Das große Unglück: Ein Konzern zwingt die Regierung in die Knie

Glücksspielgesetz

Falter & Meinung | Florian Klenk | aus FALTER 12/10 vom 24.03.2010

Glücksspiel kümmerte bislang ein paar Spieler, die ihrem Luxushobby in noblen, staatlichen Casinos frönten – unter Aufsicht von Croupiers, die zur rechten Zeit Spielsüchtige stoppten. Doch seit einigen Jahren mischt der bestens vernetzte Gumpoldskirchner Milliardenkonzern Novomatic mit. In Dörfern und Vorstädten schossen dessen „Admiral-Casinos“ aus dem Boden. Durch technische Finessen umgingen die Novomatic-Automaten die Grenzen des „Kleinen Glücksspiels“ (50 Cent Höchsteinsatz, 20 Euro Maximalgewinn).

Dieses Gesetz war geschaffen worden, „damit der Arbeiter sein Lohnsackerl nicht verspielt“. Heute kann sich eine wachsende Zahl Spielsüchtiger binnen weniger Minuten ruinieren und Familien mit in den Abgrund reißen. Die Behörden müssen dem Treiben zusehen. Restriktion und Spielerschutz wären gefragt. Die sozialen Folgekosten des Geschäfts mit dem Glück (Begleitkriminalität und Spielsuchtentwöhnung) trägt die Allgemeinheit.

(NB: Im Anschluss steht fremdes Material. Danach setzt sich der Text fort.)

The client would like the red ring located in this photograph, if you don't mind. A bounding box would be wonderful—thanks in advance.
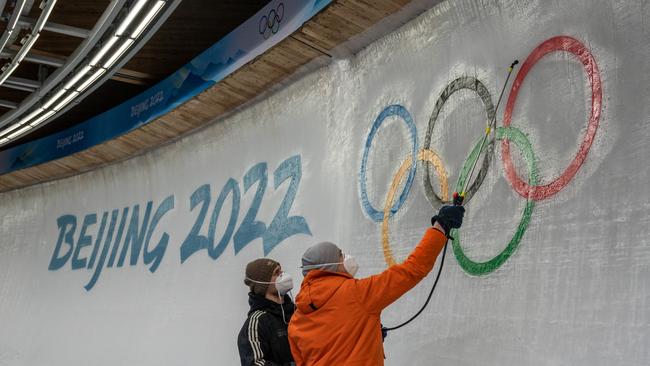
[501,36,603,201]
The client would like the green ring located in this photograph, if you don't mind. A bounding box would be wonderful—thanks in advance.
[451,127,537,276]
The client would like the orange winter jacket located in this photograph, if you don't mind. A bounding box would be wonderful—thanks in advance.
[289,228,447,366]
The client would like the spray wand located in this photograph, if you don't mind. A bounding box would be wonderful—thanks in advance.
[381,60,519,338]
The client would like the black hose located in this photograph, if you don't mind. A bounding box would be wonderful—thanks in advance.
[381,239,447,332]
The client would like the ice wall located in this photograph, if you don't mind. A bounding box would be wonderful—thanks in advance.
[0,0,650,365]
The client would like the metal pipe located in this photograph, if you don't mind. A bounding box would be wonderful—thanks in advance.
[0,0,126,128]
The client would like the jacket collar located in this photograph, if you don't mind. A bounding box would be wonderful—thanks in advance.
[248,292,295,320]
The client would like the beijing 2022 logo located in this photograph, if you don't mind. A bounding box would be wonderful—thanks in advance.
[259,3,284,39]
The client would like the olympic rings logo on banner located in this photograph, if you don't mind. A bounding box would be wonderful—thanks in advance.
[259,3,284,39]
[359,36,602,275]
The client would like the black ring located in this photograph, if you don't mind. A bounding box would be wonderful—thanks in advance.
[424,76,496,210]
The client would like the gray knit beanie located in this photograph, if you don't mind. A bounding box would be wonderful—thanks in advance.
[302,241,341,276]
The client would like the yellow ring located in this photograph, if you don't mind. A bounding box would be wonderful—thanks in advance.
[381,149,449,267]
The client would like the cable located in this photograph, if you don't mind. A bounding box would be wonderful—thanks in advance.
[381,60,519,337]
[381,239,447,332]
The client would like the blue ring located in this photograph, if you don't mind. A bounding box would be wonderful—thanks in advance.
[359,104,418,222]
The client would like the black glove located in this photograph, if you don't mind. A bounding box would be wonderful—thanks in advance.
[431,205,465,236]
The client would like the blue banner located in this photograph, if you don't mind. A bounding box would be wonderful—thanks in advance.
[0,0,332,174]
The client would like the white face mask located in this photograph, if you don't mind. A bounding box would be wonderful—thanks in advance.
[300,254,359,277]
[246,272,293,297]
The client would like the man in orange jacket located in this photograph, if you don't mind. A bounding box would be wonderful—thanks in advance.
[289,206,465,366]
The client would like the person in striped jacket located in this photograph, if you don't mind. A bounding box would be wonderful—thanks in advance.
[237,258,295,366]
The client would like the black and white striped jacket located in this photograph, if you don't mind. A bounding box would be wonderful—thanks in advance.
[237,292,295,366]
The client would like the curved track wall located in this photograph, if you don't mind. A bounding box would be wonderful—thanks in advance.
[0,0,650,365]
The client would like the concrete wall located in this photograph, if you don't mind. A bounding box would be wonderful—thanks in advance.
[0,0,650,365]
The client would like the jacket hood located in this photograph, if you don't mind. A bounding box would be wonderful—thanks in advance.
[296,269,354,314]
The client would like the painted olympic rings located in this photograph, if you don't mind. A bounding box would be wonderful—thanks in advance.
[359,104,418,222]
[381,149,449,266]
[452,127,537,276]
[424,76,495,210]
[258,3,284,39]
[359,36,602,275]
[501,36,603,201]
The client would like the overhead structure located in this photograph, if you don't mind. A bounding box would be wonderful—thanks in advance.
[0,0,181,147]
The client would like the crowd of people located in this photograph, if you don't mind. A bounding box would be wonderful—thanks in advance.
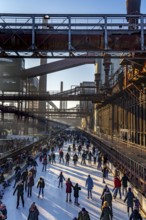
[0,130,142,220]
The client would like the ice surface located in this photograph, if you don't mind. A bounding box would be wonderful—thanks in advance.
[3,143,144,220]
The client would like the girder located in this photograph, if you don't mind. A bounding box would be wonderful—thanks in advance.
[0,93,105,102]
[0,14,146,58]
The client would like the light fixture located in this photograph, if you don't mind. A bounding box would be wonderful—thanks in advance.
[44,15,50,19]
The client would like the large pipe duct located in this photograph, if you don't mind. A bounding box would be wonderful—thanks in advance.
[126,0,141,30]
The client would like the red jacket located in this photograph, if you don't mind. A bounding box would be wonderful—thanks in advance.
[66,181,73,193]
[114,177,121,188]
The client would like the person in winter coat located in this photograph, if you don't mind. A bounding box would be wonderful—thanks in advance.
[13,181,24,209]
[59,149,64,163]
[58,172,65,188]
[121,173,129,196]
[124,188,135,215]
[129,207,142,220]
[37,177,45,198]
[73,153,78,166]
[21,169,28,191]
[86,175,94,199]
[78,208,90,220]
[65,152,70,166]
[73,183,81,205]
[13,169,21,188]
[66,178,73,202]
[27,172,34,197]
[100,201,112,220]
[0,203,7,219]
[103,188,113,215]
[81,151,86,165]
[102,165,108,183]
[134,197,140,211]
[42,155,47,172]
[27,202,39,220]
[100,185,108,206]
[113,176,122,199]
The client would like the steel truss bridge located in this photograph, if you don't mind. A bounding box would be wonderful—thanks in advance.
[0,14,146,59]
[0,92,105,103]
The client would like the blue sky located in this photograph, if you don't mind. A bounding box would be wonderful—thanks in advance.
[0,0,146,107]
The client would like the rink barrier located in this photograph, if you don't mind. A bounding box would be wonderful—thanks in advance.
[78,128,146,215]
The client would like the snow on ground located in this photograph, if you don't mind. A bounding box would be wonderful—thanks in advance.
[3,140,140,220]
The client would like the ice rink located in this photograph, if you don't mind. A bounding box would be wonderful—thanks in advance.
[3,143,144,220]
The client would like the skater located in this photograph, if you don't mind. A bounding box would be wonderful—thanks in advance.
[13,181,24,209]
[21,169,28,191]
[28,202,39,220]
[65,152,70,166]
[81,151,86,165]
[78,208,90,220]
[59,149,64,163]
[86,175,94,199]
[73,183,81,205]
[134,197,140,211]
[124,187,135,216]
[0,203,7,219]
[73,153,78,166]
[103,187,113,216]
[42,155,47,172]
[121,173,129,196]
[37,177,45,198]
[113,176,122,199]
[100,201,112,220]
[27,172,34,197]
[102,165,108,183]
[129,207,142,220]
[66,178,73,202]
[58,171,65,188]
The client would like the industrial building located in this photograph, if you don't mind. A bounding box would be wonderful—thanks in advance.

Doch in diesen Tagen scheint die Koalition daranzugehen, das „Kleine Glücksspiel“ einfach abzuschaffen. In Spielhallen dürfen fortan zehn Euro pro Spiel eingesetzt werden, das 20-Fache des bisherigen Höchsteinsatzes, so der Plan. Ein Spiel muss nur eine Sekunde dauern. In einer Stunde kann man also 36.000 Euro verspielen. Das freut Länder und Finanzminister Pröll, die kräftig mitschneiden. Das freut die Novomatic, die ihr Ziel mittels Einschüchterung von Kritikern und „Sponsoring“ erreicht zu haben scheint. Die kritische Öffentlichkeit schweigt. Das Glücksspielgesetz ist ein Lehrstück, wie ein Konzern seine Interessen schamlos durchsetzt. Noch kann der Nationalrat das große Unglück stoppen.